The book du jour is The Battles Of Corrin by Brian Herbert. A lot of people have expressed dissatisfaction with the Dune prequels put out by Herbert, but they actually go a very long way in explaining and clarifying a lot of the storyline and concepts that occur in the classic Dune trilogy. There's a great explanation on the origin of the Navigators in this volume. The previous book (Machine Crusade) was a bit disappointing, however, the read so far (I'm about 1/3 of the way through it) is fast-paced and entertaining enough. There could be a legitimate criticism about predictability here, however, since it's a prequel, you know that it has to agree with the history of the main trilogy.
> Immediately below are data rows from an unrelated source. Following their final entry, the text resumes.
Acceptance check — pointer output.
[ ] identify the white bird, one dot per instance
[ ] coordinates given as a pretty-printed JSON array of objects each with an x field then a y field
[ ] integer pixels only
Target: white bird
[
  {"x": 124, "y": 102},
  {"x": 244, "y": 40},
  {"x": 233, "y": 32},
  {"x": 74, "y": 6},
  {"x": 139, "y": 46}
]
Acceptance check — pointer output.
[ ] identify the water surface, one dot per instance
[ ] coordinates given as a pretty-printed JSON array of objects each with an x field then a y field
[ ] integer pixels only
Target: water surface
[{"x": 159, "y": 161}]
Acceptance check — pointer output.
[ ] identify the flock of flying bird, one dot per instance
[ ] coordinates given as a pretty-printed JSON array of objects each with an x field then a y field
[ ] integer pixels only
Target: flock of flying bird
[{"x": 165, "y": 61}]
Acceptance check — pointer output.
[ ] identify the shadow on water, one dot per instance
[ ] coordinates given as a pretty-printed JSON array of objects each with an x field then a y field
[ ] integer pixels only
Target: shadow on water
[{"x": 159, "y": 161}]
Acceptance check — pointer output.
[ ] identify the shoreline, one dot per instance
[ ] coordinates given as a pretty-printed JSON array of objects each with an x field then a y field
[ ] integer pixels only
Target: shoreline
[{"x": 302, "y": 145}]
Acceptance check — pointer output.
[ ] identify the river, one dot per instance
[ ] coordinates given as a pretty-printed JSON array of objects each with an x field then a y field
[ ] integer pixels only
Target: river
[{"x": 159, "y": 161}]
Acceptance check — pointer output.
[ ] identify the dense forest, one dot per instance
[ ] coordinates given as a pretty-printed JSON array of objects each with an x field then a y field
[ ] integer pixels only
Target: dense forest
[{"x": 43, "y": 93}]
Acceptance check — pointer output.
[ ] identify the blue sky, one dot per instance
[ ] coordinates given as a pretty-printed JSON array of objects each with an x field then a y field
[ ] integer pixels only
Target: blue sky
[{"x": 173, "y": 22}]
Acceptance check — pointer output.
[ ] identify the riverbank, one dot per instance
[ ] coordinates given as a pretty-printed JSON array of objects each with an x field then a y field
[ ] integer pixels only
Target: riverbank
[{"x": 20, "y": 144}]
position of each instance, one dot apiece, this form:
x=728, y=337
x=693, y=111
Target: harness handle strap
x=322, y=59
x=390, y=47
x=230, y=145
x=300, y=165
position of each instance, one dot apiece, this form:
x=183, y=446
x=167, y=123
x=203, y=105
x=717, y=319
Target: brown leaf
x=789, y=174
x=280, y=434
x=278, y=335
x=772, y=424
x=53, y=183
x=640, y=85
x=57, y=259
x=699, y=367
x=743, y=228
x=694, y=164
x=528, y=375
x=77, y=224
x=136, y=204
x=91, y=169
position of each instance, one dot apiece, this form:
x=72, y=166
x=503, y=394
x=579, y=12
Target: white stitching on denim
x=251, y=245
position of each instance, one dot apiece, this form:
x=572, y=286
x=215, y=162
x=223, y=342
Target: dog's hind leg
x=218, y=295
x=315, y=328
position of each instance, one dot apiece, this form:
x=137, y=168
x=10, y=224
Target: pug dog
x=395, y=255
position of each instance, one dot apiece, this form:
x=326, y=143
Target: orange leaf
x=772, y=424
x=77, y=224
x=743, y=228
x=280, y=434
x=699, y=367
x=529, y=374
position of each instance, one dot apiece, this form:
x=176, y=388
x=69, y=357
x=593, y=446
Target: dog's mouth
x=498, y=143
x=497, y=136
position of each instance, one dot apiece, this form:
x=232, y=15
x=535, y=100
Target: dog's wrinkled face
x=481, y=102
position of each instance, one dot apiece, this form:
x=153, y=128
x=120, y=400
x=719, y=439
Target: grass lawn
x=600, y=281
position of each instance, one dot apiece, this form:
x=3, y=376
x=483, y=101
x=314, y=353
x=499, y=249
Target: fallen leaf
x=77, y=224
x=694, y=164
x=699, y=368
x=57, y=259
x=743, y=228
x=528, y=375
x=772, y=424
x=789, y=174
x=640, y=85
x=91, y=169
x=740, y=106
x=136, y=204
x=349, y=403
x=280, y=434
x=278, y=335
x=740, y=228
Keeping on the sci-fi novel theme, I've also taken a look at Harry Turtledove's Return Engagement, the latest in his alternate history of an ongoing war between the USA and the Confederacy. He's gotten up to the World War II analogue now, and the bad guys in the CSA bear an awfully strong resemblance to certain nasty Central European characters in real history. I've always been a sucker for alternate histories, and Turteldove's first take on a USA - CSA alternate history ("The Guns Of The South") was an absolute masterpiece, but this series suffers from one of Turtledove's main flaws, too many characters and plot threads to keep track of. It's interesting to see how Turtledove works in real people, such as Al Smith, FDR, and George Patton, but the most interesting storylines rarely intersect in these books (they do occasionally, and the results can be satisfying), but this one is probably best borrowed from the library.

Finally, the howler of the day. Mrs. Ritchie gave the soon-to-be Mrs. Federline a rare 12th century Jewish text. The money quote from the article:
"Britney was delighted with the book. She has read it thoroughly and seems completely taken with it."

I don't think the Zohar was translated into English in the 12th century, and if you ever read Canterbury Tales in the original Medieval English, you know how different it is from modern English. Therefore, the soon-to-be Mrs. Federline read it in the original Hebrew or Aramaic. I have one Yiddish lesson for the soon-to-be Mrs. Federline, "Zeit nisht mishegoss!".